É bem comum sentirmos uma certa ansiedade quando nos envolvemos em relacionamentos interpessoais e em diversas outras situações da vida. Seja num encontro casual, no trabalho ou ao iniciar um namoro, criar expectativas é algo natural — e é justamente aí que a ansiedade costuma aparecer.
A forma como nos conectamos com os outros e o que tiramos dessas interações depende de vários fatores. Quais os principais? Comunicação, empatia, autoestima e as expectativas que projetamos no outro.
Saber se comunicar bem é essencial. Mas, antes de pensar em como falar, vale refletir sobre a arte de ouvir. Vivemos numa época em que as pessoas querem muito falar — e pouco escutar. Isso pode passar a impressão de arrogância, principalmente quando alguém só fala de si mesmo o tempo todo.

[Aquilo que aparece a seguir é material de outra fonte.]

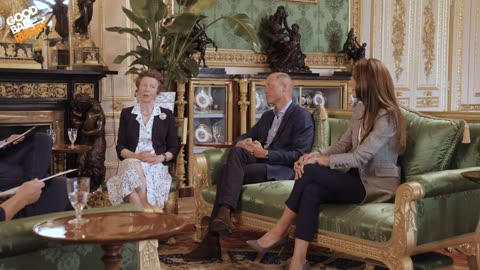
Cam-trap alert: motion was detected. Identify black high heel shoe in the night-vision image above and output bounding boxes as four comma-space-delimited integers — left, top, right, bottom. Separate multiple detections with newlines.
247, 236, 288, 254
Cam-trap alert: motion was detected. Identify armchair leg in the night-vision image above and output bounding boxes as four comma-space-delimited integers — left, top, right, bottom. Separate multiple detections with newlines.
138, 240, 160, 270
385, 256, 413, 270
193, 216, 210, 243
467, 243, 480, 270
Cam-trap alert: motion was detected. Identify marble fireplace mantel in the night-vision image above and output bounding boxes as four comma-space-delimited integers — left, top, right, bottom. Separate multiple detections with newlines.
0, 68, 117, 141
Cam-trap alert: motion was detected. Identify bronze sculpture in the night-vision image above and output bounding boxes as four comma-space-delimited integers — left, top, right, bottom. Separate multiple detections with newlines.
340, 28, 367, 63
187, 16, 218, 68
71, 93, 106, 190
73, 0, 95, 36
260, 6, 311, 73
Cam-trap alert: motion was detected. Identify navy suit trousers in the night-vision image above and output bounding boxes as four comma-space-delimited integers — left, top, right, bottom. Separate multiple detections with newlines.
211, 146, 268, 220
286, 164, 366, 242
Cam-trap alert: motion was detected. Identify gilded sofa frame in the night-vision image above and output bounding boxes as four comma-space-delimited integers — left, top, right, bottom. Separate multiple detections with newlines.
193, 153, 480, 270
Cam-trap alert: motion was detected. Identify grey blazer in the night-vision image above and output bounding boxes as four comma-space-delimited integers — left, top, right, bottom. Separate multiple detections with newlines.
320, 101, 400, 203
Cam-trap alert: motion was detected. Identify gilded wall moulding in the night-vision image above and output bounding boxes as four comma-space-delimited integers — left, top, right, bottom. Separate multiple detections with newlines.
73, 83, 94, 98
422, 0, 435, 79
392, 0, 406, 81
416, 97, 440, 108
0, 82, 67, 99
458, 104, 480, 112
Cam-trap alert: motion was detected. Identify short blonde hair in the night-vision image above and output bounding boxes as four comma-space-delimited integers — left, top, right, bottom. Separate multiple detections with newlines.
135, 69, 163, 95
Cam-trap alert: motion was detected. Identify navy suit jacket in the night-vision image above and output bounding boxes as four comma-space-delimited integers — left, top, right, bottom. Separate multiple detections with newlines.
235, 103, 313, 180
116, 106, 179, 160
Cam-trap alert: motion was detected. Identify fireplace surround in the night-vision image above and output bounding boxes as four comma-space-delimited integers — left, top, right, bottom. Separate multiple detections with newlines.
0, 68, 113, 144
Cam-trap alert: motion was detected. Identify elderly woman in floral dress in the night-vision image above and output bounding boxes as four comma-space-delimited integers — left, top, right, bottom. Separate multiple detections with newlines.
107, 70, 178, 208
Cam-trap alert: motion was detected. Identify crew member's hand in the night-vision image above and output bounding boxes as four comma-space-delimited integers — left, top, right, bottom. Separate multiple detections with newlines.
15, 178, 45, 205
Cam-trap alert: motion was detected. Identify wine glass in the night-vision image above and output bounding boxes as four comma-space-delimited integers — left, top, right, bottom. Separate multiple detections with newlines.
67, 177, 90, 225
68, 128, 78, 149
212, 126, 222, 143
46, 128, 57, 144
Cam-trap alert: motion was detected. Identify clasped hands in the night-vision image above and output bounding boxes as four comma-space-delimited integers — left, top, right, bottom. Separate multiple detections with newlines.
236, 138, 267, 158
293, 152, 330, 180
137, 151, 166, 164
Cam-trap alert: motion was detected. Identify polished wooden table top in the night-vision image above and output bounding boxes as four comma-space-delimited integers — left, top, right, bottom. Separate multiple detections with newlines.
33, 211, 185, 244
462, 171, 480, 182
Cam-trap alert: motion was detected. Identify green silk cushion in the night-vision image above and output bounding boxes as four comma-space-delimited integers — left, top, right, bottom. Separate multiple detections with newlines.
328, 118, 350, 145
202, 180, 393, 242
412, 252, 453, 270
205, 148, 230, 185
400, 108, 464, 178
452, 123, 480, 169
415, 187, 480, 246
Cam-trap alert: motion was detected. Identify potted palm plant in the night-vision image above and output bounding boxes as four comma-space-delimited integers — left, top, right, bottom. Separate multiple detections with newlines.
106, 0, 260, 89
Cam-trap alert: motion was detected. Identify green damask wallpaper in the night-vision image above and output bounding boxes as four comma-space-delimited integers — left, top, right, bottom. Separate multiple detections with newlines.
205, 0, 349, 53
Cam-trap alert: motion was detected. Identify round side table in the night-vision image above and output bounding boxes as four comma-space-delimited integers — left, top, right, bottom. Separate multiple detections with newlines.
33, 211, 185, 270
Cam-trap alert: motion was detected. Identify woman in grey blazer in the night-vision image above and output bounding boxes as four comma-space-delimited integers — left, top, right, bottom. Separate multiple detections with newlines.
247, 59, 406, 269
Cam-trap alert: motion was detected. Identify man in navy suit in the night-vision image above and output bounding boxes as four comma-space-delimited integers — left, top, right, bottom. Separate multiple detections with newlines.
185, 72, 313, 260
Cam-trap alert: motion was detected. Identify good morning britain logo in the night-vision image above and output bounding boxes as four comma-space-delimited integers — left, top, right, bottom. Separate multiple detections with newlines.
6, 6, 47, 43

Quem sabe ouvir costuma ser também mais empático. A empatia nos ajuda a entender como o outro está se sentindo e o que ele busca naquele relacionamento — seja ele novo ou já consolidado.

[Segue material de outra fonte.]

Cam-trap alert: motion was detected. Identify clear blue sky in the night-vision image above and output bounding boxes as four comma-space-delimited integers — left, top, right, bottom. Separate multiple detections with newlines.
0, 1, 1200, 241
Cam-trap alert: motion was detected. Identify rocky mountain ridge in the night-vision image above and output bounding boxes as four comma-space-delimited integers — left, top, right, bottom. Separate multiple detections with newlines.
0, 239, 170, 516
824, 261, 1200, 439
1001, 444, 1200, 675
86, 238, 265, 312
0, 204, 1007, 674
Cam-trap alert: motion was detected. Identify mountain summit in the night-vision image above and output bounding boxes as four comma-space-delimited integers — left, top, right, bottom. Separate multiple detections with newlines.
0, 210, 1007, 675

Outro ponto que influencia muito nossas relações é como nos vemos. Quando a autoestima está baixa, é comum nos sentirmos inferiores ou temerosos de rejeição. Isso pode nos levar a evitar vínculos e, consequentemente, alimentar ainda mais o isolamento social.

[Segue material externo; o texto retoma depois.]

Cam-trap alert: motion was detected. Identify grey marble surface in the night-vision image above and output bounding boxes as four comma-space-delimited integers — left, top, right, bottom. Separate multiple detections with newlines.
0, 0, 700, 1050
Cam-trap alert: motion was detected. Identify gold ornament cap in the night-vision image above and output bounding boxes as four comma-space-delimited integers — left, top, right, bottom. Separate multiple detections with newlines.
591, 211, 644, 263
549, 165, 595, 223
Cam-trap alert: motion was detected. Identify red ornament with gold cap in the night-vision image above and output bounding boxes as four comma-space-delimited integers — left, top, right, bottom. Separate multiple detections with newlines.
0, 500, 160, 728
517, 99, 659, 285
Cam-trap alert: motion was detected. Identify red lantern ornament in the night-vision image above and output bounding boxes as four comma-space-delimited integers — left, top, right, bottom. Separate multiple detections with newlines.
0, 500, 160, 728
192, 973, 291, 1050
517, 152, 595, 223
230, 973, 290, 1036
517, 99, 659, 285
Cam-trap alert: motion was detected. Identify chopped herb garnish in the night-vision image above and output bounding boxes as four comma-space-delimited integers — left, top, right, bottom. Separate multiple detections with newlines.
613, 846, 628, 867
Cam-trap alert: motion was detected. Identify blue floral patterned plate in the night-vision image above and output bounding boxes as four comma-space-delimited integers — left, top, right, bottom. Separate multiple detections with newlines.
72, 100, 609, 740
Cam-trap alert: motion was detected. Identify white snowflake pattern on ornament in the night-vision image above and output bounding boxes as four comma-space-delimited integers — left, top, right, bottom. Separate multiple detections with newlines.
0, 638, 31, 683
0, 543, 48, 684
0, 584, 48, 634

Com o tempo e a convivência, vamos criando uma imagem da outra pessoa. E aqui está o ponto crucial: essa imagem nunca é totalmente real. Ela nasce das nossas experiências, vivências e interpretações. E junto com essa imagem, surgem as expectativas.
Imagine que você começa a se aproximar de alguém, e essa pessoa vira uma amizade ou um possível parceiro afetivo. No começo, tudo parece perfeito — somos mais gentis, mais tolerantes. Mas à medida que a intimidade cresce, começamos a mostrar quem realmente somos. E é aí que aquela imagem idealizada começa a desmoronar. Quando a realidade não bate com a idealização, surgem as frustrações.
Então, um conselho importante: cuidado com as expectativas — tanto as que criamos sobre o outro quanto com a preocupação excessiva sobre o que o outro pensa da gente. Na verdade, as pessoas estão muito mais preocupadas consigo mesmas. Vão falar de você, querendo ou não. Falarão bem e falarão mal. Você não controla isso, então relaxa. O que dizem a seu respeito, no fundo, revela mais sobre elas do que sobre você. Como dizia Sigmund Freud: “Quando Pedro me fala de Paulo, sei mais de Pedro do que de Paulo.”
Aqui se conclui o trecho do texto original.